Monseñor Gustavo García-Siller, arzobispo de San Antonio, habla a un grupo de delagos que asistieron al V Encuentro. Foto/archivo
Monseñor Gustavo García-Siller, arzobispo de San Antonio, habla a un grupo de delagos que asistieron al V Encuentro. Foto/archivo

El arzobispo Gustavo García-Siller, arzobispo de San Antonio y presidente del comité para la Diversidad Cultural en la Iglesia de la Conferencia de Obispos Católicos de Estados Unidos (USCCB) emitió un comunicado con motivo de la conclusión del V Encuentro Nacional de la Pastoral Hispana/Latina realizado en Grapevine, Texas, del 20 al 23 de septiembre.

El texto completo del comunicado del arzobispo García-Siller es el siguiente:

Hermanos y Hermanas,

¡Qué maravilloso V Encuentro Nacional de la Pastoral Hispana/Latina el que tuvimos en Grapevine, Texas!
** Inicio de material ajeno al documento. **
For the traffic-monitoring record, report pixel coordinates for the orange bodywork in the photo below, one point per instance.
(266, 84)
Para nosotros los obispos fue al mismo tiempo una experiencia que nos llena de humildad y fue inspirador presenciar y participar en este evento lleno de gracia que culminó un proceso de varios años. Cuatro días de oración, intercambio y aprendizaje revelaron a un pueblo de Dios vivo en el amor de Jesús. El proceso ahora continúa con la misión de llevar a nuestras comunidades y diócesis lo que experimentamos en el V Encuentro Nacional.
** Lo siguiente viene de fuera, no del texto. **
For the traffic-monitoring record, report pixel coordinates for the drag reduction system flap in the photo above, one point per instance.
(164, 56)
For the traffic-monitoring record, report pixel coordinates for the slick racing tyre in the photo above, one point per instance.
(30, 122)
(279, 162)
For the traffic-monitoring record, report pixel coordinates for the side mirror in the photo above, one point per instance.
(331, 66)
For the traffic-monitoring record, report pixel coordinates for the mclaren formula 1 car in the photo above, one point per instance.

Construir “una cultura de encuentro que reviva la esperanza”. Con este llamado, el papa Francisco dio la bienvenida al V Encuentro a unas 3.200 personas provenientes de más de 160 diócesis y unas 200 organizaciones católicas de todo el país. Después de transmitirse el video con el mensaje del Santo Padre, el Nuncio Apostólico para Estados Unidos, arzobispo Christophe Pierre, nos invitó a salir de nuestra zona de confort y a convertirnos en fermento de comunión. Nosotros, los delegados al V Encuentro, obispos y pueblo caminando juntos, agradecidos llevamos este encargo a nuestras comunidades llenos de un espíritu misionero.
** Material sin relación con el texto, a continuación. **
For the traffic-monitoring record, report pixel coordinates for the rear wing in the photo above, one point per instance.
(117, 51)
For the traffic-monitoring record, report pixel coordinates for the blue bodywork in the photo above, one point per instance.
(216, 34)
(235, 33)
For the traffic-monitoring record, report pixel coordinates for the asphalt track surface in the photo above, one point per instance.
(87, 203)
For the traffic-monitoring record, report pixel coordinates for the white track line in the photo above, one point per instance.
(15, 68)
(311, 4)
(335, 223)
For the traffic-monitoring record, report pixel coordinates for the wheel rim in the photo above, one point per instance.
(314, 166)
El proceso del V Encuentro, y especialmente la reunión nacional, pasará a la historia como un momento especial de gracia para la Iglesia en Estados Unidos en estos tiempos turbulentos y difíciles. Como el cardenal Daniel DiNardo, presidente de la Conferencia de Obispos Católicos de Estados Unidos, acertadamente expresó en sus palabras de bienvenida: "En medio de esta oscuridad, el Encuentro es una luz que brilla e ilumina el camino a seguir. El entusiasmo, la pasión, el amor y la alegría del proceso de Encuentro es un medio de gracia, un regalo para nosotros mientras nos esforzamos por reconstruir la Iglesia”.

Un momento especial del V Encuentro Nacional fue la participación de cientos de jóvenes adultos que nos brindaron esperanza con su entusiasmo y coraje, testimonio de fe y compromiso con la Iglesia. A medida que el proceso de Encuentro continúa, esperamos que se dé la bienvenida a su energía, sus dones y talentos para el servicio de toda la Iglesia.

Esta experiencia en la cima de la montaña de la Providencia de Dios, del amor de Cristo por su Iglesia, nos motiva, y ahora estamos más dispuestos a ser la Iglesia que Cristo quiere que seamos. Miles de católicos han regresado a casa llenos de fe para compartir sus experiencias con aquellos cuyas voces representaban y con todos los que no pudieron asistir. De esta manera, el Espíritu Santo multiplicará las gracias de renovación y conversión.

Estoy agradecido con todos aquellos que hicieron posible este V Encuentro, desde los pastores y coordinadores parroquiales hasta los equipos diocesanos y regionales. Agradezco a todas las organizaciones nacionales y patrocinadores que nos acompañaron y apoyaron hasta aquí. Estoy agradecido con mis hermanos obispos, quienes han acompañado a su pueblo en este proceso a nivel local y en el V Encuentro Nacional. Les pido su continuo apoyo y oraciones ahora que el proceso del V Encuentro entra en una nueva fase de implementación.

Al reunirse las diversas culturas y regiones geográficas, el Cuerpo de Cristo se fortalece con los diferentes dones de sus miembros individuales. En fidelidad a Cristo y en comunión con el sucesor de Pedro, abierto a los impulsos del Espíritu y bajo la mirada misericordiosa de la Santísima Virgen María, Nuestra Señora de Guadalupe, Madre de las Américas, usemos esa fuerza para compartir la alegría del Evangelio con todos los que necesitan del amor y la misericordia de Dios.